Whereas concerted evolution means that two or more characters evolved because of their interactions, when no interactions are present we call that a pattern of “mosaic evolution.” Mosaic evolution was introduced in Chapter 2 so that we could make the important point that species are not “primitive” or “derived” but are, instead, mosaics of both ancestral and derived characters. Mosaic evolution is a fact of life, but it’s not the only fact of life. Concerted evolution is also a fact. If we look at enough characters, we will see both kinds of character evolution in any species: mosaic and concerted.[129]

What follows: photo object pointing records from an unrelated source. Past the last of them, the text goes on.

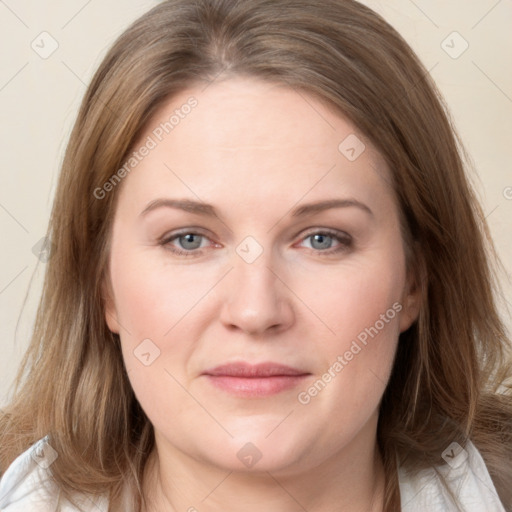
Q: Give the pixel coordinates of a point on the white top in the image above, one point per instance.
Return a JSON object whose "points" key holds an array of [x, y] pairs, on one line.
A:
{"points": [[26, 485]]}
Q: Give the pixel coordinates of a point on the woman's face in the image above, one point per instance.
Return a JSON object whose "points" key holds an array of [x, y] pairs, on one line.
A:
{"points": [[257, 329]]}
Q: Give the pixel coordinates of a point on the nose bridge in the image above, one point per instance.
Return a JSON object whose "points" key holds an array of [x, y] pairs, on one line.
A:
{"points": [[255, 298]]}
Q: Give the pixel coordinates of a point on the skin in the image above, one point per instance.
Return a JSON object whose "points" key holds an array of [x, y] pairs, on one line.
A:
{"points": [[256, 151]]}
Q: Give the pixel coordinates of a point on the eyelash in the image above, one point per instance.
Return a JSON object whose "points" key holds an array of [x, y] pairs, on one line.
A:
{"points": [[344, 239]]}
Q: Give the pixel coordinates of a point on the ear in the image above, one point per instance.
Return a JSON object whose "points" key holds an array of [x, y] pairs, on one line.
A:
{"points": [[414, 290], [109, 305]]}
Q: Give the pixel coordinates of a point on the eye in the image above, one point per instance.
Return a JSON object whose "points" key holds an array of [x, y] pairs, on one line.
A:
{"points": [[190, 241], [321, 241]]}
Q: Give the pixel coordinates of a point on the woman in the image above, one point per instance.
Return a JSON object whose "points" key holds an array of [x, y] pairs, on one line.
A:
{"points": [[332, 342]]}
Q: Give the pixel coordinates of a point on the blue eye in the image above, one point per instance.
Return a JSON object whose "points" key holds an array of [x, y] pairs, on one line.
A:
{"points": [[190, 242], [323, 241]]}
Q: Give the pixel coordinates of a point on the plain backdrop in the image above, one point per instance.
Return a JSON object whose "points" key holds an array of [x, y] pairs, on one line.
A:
{"points": [[465, 44]]}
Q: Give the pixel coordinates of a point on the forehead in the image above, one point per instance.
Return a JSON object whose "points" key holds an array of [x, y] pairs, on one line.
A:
{"points": [[252, 138]]}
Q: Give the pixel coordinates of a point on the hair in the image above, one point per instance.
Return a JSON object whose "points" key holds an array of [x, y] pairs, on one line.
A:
{"points": [[450, 379]]}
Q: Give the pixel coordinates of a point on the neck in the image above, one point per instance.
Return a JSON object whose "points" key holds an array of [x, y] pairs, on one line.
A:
{"points": [[351, 480]]}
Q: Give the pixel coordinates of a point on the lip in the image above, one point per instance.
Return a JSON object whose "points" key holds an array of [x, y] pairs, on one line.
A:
{"points": [[255, 380]]}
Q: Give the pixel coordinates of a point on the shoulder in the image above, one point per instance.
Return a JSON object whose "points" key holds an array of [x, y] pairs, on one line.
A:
{"points": [[466, 476], [27, 485]]}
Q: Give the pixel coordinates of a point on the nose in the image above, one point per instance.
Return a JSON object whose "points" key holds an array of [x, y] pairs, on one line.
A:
{"points": [[256, 298]]}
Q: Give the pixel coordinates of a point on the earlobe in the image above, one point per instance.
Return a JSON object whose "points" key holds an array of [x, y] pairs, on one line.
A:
{"points": [[413, 296], [109, 308]]}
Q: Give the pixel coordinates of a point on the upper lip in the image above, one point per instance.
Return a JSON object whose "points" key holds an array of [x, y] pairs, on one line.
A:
{"points": [[248, 370]]}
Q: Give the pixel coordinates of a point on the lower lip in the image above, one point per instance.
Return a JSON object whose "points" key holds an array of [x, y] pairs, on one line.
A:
{"points": [[256, 386]]}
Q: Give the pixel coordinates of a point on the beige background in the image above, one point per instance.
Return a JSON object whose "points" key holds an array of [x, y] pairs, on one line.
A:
{"points": [[39, 98]]}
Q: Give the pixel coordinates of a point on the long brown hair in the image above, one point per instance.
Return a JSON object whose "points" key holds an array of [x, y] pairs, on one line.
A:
{"points": [[450, 364]]}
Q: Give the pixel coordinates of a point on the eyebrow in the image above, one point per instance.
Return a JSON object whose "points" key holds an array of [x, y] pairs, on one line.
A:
{"points": [[208, 210]]}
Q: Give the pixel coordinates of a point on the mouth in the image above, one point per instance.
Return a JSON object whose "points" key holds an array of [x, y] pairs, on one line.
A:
{"points": [[260, 380]]}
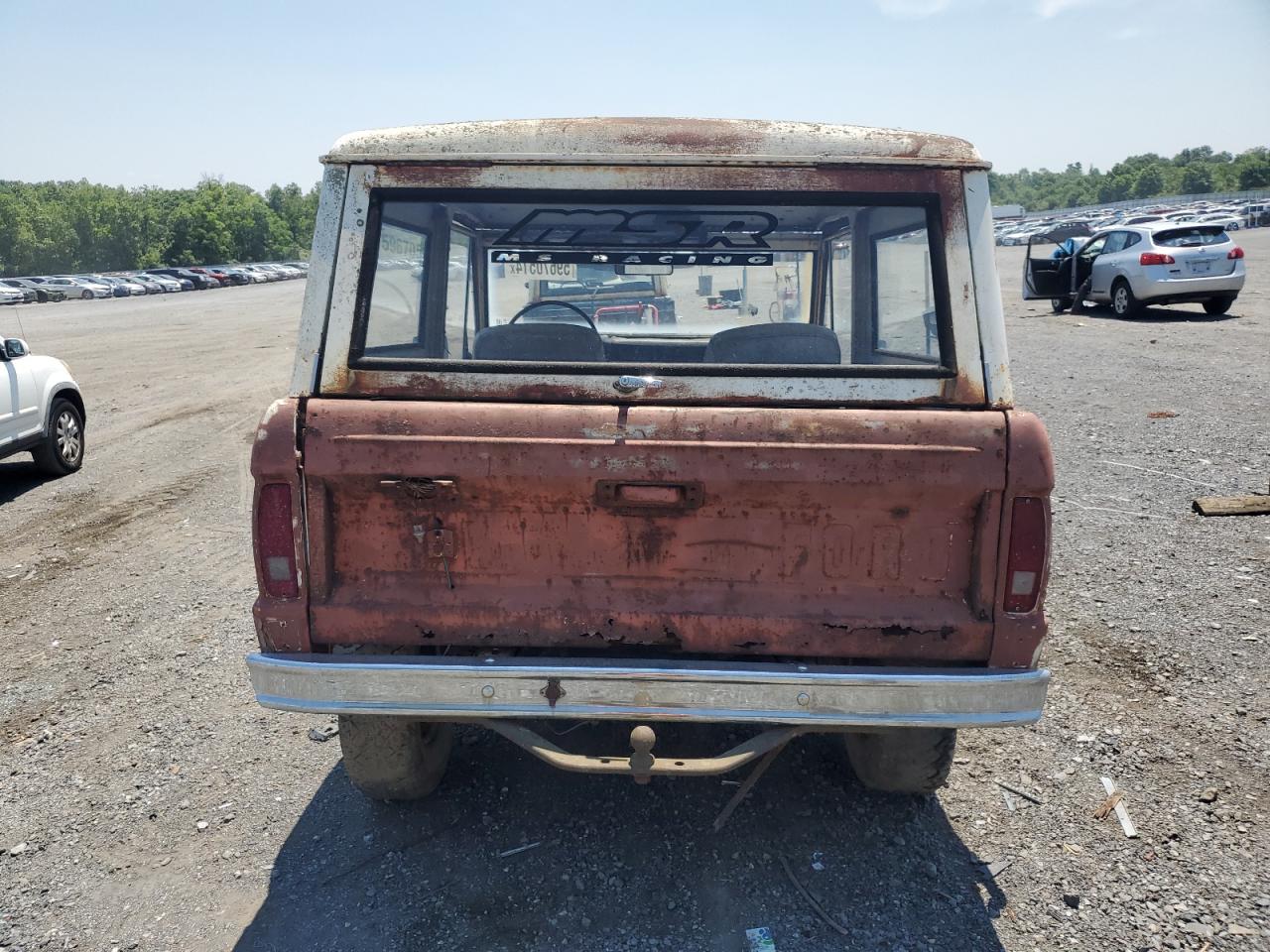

In addition to our predicted lateral-line vertebrae pattern of sequential-contingent evolution, we also expect concerted evolution within the propulsion system itself. A character of all fishes, extinct and living, that varies like crazy is the shape of the caudal fin. The earliest known vertebrate, Haikouichthys,[130] has a caudal fin that tapers to a point, like an eel. Yet our Tadro4 target, Drepanaspis, has a twolobed caudal fin that splays apart, forming a sharp vertical trailing edge, or “Kutta condition,” to use the hydrodynamic lingo.[131] These two kinds of tails, tapered and splayed, are just some of the kinds that we see. In terms of propulsion, what matters is the length of that trailing edge, measured as the “span” of the caudal fin. The trailing edge is where the body sheds so-called bound vorticity into the water. If we were to revisit Lighthill’s Elongated Body Theory (EBT), which we used earlier to propel our digi-Tad3s, then we’d see that propulsive power generated by the fish is proportional to the square of the tail’s span. That square term is huge: a slightly larger tail span should help produce much more power.

Because both the tail’s span and the vertebral column are involved in generating propulsion, we predict that the two characters will show concerted evolution. Here’s why, specifically. In order for the square-of-the-span magic to work, what I told you above assumes that everything else about the motion of the fish’s body stays the same, including how far it moves its caudal fin side to side, what we measure as the lateral amplitude of the caudal fin. But that caudal fin amplitude will decrease when you put a bigger caudal fin on the body—it has to. It’s like when you, ignoring the better judgment of your parents, used to stick your hand out the window when speeding down the highway. Palm down, hand parallel to the road? No problem. Rotate your hand ninety degrees. Boom! Your hand flies backward and you ram your arm into the window frame. Ouch. The difference is drag, which is low in the first position and high in the second position.